Documentary filmmaker Cameron O'Hearn interviewed me at the end of June in a far-ranging conversation about various aspects of Catholic liturgical tradition. The conversation first appeared live on Facebook, and afterwards was published on YouTube:
Topics covered:
• What is your favorite piece of sacred music?
• What are Gregorian chant and polyphony?
• How the ancients made music
• Heritage of Gregorian chant and the Saints
• What are you “not saying” about the traditional Mass vs. the new Mass?
• The organic development of the liturgy
• The problems with the new Lectionary
• What about a “reverent Novus Ordo”?
• Vatican II and the Consilium
• The gap between the rubrics and the way the Mass is celebrated
• Where's all the asceticism, prayer, and fasting?
• How the Latin Mass is “the great catechizer”

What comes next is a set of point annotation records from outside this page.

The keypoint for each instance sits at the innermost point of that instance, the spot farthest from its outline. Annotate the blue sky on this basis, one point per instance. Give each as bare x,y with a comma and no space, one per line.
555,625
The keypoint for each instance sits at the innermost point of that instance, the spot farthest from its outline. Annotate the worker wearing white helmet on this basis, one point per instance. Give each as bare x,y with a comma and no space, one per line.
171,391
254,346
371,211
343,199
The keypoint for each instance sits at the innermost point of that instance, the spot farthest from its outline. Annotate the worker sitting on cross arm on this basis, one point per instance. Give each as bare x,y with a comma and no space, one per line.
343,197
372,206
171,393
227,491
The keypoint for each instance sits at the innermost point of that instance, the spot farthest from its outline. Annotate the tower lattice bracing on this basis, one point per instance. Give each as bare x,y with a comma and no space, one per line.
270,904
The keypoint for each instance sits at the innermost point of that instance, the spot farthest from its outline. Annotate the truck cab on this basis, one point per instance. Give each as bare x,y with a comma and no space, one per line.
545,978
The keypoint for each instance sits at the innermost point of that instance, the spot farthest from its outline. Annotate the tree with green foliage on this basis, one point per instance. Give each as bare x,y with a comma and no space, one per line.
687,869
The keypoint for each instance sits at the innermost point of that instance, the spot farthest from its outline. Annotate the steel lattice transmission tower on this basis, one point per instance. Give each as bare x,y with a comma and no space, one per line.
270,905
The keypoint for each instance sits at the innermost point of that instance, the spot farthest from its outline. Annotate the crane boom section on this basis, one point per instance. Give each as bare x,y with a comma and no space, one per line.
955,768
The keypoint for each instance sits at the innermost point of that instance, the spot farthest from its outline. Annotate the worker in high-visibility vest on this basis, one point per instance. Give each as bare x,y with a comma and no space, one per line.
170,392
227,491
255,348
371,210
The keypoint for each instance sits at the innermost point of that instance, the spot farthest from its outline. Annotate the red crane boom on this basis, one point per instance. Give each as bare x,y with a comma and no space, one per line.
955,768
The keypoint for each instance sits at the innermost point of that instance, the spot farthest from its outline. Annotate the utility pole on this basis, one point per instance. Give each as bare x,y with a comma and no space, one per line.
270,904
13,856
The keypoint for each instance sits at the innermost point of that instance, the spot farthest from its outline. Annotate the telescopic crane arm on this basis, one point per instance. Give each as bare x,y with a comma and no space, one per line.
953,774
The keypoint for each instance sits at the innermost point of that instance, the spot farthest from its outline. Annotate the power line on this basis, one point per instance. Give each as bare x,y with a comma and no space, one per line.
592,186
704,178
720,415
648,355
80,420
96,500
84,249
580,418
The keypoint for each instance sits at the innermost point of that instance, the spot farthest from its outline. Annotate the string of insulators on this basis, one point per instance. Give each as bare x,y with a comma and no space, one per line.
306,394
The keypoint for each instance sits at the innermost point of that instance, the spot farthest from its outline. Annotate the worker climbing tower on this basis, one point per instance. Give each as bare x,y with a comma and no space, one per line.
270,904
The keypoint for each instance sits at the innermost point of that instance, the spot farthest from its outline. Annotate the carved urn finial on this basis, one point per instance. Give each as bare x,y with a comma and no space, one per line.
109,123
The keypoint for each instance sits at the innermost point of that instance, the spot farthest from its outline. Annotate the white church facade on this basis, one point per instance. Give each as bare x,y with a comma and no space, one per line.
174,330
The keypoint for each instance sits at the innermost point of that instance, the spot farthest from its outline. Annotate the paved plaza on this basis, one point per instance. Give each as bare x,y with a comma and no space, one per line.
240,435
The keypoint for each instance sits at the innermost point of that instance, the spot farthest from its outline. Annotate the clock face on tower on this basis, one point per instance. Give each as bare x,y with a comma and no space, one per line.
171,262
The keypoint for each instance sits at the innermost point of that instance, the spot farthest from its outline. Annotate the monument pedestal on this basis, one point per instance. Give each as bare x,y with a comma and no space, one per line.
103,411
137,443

• Michael Fiedrowicz's The Traditional Mass
• Bringing children to the Latin Mass
• Four basic acts of the liturgy for raising holy children
• “How can anyone receive the Eucharist and not die?”
• Silence in the Mass
• Pope Benedict on Silence
• Ad orientem worship in every parish
• Lex orandi, lex credendi
• How does a return to reverent liturgy act as a seed to true social change?
• If there is no Latin Mass reachable from where we are, what should we do?
• How should we go about conversations about the TLM with our priests?
The energetic O'Hearn has also interviewed Scott Hahn, Eric Sammons, Peter Kreeft, Matt Fradd, and Derya Little.
Also at the end of June, Brother André Marie, M.I.C.M. interviewed me for his program Reconquest, and thanks to the folks at Sensus Fidelium, the audio was converted into a YouTube video with lots of photographs of beautiful liturgy:
Topics covered:
• The Mass is not a reenactment of the Last Supper, which is a Protestant view of Christian worship; it is first and foremost and essentially a sacrifice, which is also a sacred banquet
• The Latin tradition developed a “sonic iconostasis” in three elements: the continued use of Latin; the singing of Gregorian Chant; the prominence of silence
• “Actual participation” vs. “activist participation”
• Why it's good that the TLM is “steep, craggy, and sublime”; how it reminds us of our creaturely dependency and humbles us so that we may be lifted up to God by grace
• How children benefit from the TLM in what it shows and what it does not show
• The formative power of our traditional rites and the importance of avoiding “little doses of poison” from the modern rites
I'm grateful for these opportunities to share the truly good news of Catholic Tradition, a gift that cannot be destroyed, and will continue for as long as the world endures.